[Math] sum of independent exponential random variables

probabilityprobability distributions

Let $X$ be the sum of two independent exponential random variables: $X_{1}$ with parameter $\lambda_{1} = \frac{1}{5}$ and $X_{2}$ with parameter $\lambda_{2} = 2 $. These random variables have values in the interval $[0,60]$

I want to prove the variance of $X$ is $401$.
I found by looking into some references that the p.d.f of $X$ is:
$$ f_{X}(t) = \sum_{i=1}^{2} {\frac{\lambda_{1} \lambda_{2} }{\prod_{j=1,j \ne i}^{2}(\lambda_{j} -\lambda_{i})} exp(-\lambda_{i} t)} $$

I wanted to know if the above density is correct or not since I did find a value different than what I'm supposed to get for the variance computation.

Thanks.

Best Answer

There are a few points to be addressed in your question. First of all, exponential distributions are supported on the entirety of the positive real line, meaning that $X_1, X_2$ take values in $[0,\infty)$, rather than $[0,60]$ as you claim; moreover their sum $X = X_1 + X_2$ also takes values in $[0,\infty)$.

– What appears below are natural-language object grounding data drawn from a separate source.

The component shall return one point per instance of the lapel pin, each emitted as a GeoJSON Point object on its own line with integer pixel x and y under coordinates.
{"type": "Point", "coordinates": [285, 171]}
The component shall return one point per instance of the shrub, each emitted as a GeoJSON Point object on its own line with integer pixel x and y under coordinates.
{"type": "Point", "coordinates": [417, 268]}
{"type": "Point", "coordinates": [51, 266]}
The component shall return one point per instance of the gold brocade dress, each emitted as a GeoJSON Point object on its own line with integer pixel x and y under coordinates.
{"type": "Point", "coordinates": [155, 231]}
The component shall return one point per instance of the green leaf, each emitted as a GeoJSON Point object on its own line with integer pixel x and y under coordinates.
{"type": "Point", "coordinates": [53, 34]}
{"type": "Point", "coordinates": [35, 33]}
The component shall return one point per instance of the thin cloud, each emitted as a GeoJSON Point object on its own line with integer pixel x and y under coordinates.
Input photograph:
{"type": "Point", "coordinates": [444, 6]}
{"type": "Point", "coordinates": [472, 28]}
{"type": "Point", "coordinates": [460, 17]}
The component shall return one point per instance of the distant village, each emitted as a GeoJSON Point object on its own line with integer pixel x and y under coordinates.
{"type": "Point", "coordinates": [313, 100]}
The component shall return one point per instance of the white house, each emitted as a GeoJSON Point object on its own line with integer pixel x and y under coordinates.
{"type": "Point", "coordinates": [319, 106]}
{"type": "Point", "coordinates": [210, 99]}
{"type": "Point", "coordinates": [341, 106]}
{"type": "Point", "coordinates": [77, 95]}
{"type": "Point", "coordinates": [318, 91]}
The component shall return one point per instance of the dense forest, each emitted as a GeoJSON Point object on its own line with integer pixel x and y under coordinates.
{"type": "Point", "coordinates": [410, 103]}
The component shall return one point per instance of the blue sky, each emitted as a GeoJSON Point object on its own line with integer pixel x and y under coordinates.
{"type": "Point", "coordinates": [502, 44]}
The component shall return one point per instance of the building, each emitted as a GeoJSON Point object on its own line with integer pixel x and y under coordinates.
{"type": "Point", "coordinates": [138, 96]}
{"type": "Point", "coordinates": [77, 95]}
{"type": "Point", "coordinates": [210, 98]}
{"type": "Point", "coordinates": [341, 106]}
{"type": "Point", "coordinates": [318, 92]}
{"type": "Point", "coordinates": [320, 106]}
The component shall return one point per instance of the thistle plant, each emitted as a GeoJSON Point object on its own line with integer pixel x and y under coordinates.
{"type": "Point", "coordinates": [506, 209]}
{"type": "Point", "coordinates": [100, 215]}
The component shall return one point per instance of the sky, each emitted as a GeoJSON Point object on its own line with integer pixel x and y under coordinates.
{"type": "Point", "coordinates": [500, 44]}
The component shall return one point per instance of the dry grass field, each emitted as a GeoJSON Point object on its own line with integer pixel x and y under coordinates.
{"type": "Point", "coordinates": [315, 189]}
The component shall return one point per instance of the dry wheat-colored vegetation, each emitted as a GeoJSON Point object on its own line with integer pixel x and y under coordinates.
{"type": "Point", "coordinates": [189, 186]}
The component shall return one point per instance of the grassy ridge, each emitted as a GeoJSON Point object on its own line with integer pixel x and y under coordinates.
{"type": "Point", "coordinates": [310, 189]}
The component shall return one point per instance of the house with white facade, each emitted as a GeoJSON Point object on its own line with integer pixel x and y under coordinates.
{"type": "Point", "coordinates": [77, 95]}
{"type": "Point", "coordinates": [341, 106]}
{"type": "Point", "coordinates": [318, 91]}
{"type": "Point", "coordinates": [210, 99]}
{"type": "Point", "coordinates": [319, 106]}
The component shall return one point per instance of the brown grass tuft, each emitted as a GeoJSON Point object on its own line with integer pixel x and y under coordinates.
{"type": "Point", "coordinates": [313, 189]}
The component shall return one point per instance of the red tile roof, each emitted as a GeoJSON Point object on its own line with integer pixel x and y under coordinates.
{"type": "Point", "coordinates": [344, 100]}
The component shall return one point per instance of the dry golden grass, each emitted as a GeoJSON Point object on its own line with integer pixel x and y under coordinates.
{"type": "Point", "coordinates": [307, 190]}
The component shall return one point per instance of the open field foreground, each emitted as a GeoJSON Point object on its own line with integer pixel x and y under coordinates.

There are two immediate approaches to calculate the variance of $X$. The first one depends only on the fact that they are independent. A basic fact in probability theory asserts that if $U, V$ are independent random variables, then

\begin{align*} \text{Var}(U+V) &= \mathbf E[ (U+ V)^2] - \mathbf E[U + V]^2 \\ & = \mathbf E[U^2] + \mathbf E[V^2] + 2\mathbf E[U]\mathbf E[V] - (\mathbf E[U]^2 + \mathbf E[V]^2 + 2\mathbf E[U]\mathbf E[V] )\\ & = \text{Var}[U] + \text{Var}[V] \end{align*}

From this it follows from the fact that the variance of an $\text{Exp}(\lambda)$ variable is $\lambda^{-2}$, that \begin{align*} \text{Var}(X_1 + X_2) & = \lambda_1^{-2} + \lambda_2^{-2} \\ & = \frac{101}{4}. \end{align*} for $\lambda_1 = 1/5$, $\lambda_2 = 2$.

Note that in this approach we did not need any properties of the distributions, other than knowledge of their variances (i.e. if you gave me two distributions $U,V$, with $\text{Var}[U] = \lambda_1, \, \text{Var}[V] = \lambda_2$, the answer would not change).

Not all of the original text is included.